In summary, the OCI is quick, easy to administer, and can assess a range of obsessional and compulsive behaviors. In addition, the scale has a strong evidence for its internal consistency, test-retest reliability, and construct validity in both clinical and non-clinical samples. This makes it a useful supplement to existing measures that are capable of assessing both clinical and non-clinical OC phenomena. The OCI could be especially useful in providing a comprehensive assessment of the severity of a range of OC phenomena in non-clinical samples, which could then serve as analogues for those with clinical OCD. For these reasons, a comprehensive yet brief self-report measure of OCD symptoms, such as the OCI, would be useful for assessing OCD in Japan.

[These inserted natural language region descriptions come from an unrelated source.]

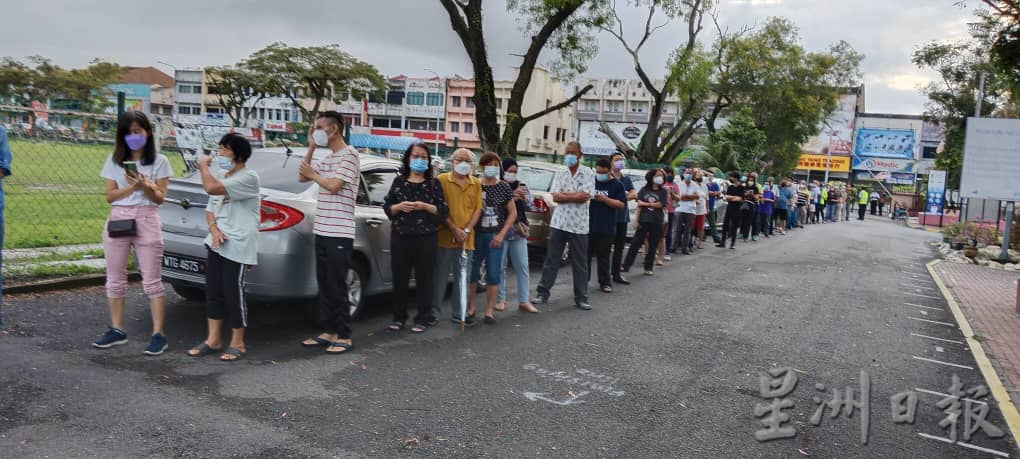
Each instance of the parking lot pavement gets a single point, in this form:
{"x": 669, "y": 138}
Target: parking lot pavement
{"x": 669, "y": 366}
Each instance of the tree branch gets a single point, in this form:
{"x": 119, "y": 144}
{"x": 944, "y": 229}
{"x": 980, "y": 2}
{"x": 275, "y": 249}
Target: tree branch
{"x": 558, "y": 106}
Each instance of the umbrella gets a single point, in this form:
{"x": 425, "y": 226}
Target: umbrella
{"x": 462, "y": 287}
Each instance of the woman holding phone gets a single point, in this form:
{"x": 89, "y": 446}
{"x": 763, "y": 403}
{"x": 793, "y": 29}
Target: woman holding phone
{"x": 136, "y": 180}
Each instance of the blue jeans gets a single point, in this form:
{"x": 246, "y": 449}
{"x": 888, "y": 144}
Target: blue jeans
{"x": 516, "y": 252}
{"x": 492, "y": 257}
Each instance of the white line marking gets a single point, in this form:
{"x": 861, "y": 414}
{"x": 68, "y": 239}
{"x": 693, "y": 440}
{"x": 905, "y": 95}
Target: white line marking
{"x": 947, "y": 395}
{"x": 965, "y": 445}
{"x": 925, "y": 307}
{"x": 936, "y": 339}
{"x": 932, "y": 321}
{"x": 944, "y": 363}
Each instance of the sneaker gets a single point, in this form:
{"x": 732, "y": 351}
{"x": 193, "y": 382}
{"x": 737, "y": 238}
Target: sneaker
{"x": 112, "y": 337}
{"x": 157, "y": 344}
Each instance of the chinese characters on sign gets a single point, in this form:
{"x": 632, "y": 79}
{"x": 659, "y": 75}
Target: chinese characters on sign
{"x": 778, "y": 384}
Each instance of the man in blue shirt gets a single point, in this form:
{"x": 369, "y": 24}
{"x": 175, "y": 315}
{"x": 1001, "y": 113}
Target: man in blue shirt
{"x": 5, "y": 159}
{"x": 609, "y": 199}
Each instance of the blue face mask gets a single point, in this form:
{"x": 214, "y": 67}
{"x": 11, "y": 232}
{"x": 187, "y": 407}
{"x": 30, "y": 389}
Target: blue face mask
{"x": 419, "y": 164}
{"x": 224, "y": 163}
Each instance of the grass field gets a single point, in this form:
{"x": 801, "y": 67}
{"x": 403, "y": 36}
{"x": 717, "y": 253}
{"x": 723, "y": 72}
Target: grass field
{"x": 54, "y": 196}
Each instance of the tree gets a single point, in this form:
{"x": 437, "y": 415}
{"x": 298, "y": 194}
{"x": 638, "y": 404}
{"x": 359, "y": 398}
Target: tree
{"x": 787, "y": 90}
{"x": 686, "y": 75}
{"x": 238, "y": 88}
{"x": 562, "y": 24}
{"x": 319, "y": 72}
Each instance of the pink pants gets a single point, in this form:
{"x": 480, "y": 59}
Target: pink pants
{"x": 148, "y": 244}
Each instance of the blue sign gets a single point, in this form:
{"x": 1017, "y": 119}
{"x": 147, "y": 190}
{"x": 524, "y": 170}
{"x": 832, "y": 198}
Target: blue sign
{"x": 884, "y": 143}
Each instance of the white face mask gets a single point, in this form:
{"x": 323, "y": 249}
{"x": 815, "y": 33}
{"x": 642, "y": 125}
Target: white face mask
{"x": 320, "y": 138}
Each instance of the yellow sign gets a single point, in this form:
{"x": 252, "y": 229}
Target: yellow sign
{"x": 817, "y": 162}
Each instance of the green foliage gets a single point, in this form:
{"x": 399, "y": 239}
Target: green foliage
{"x": 320, "y": 72}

The purpose of this study was to validate a Japanese version of the OCI (OCI-J) in non-clinical and clinical samples. To achieve this, we examined its convergent validity and test-retest reliability. We also examined the scale’s ability to discriminate between individuals with OCD and individuals with another anxiety disorders by comparing the scores of three key groups: OCD patients, healthy controls (non-clinical participants), and anxiety controls with panic disorder. We predicted that OCD participants would have much higher scores on the OCI than would the participants in the other two groups.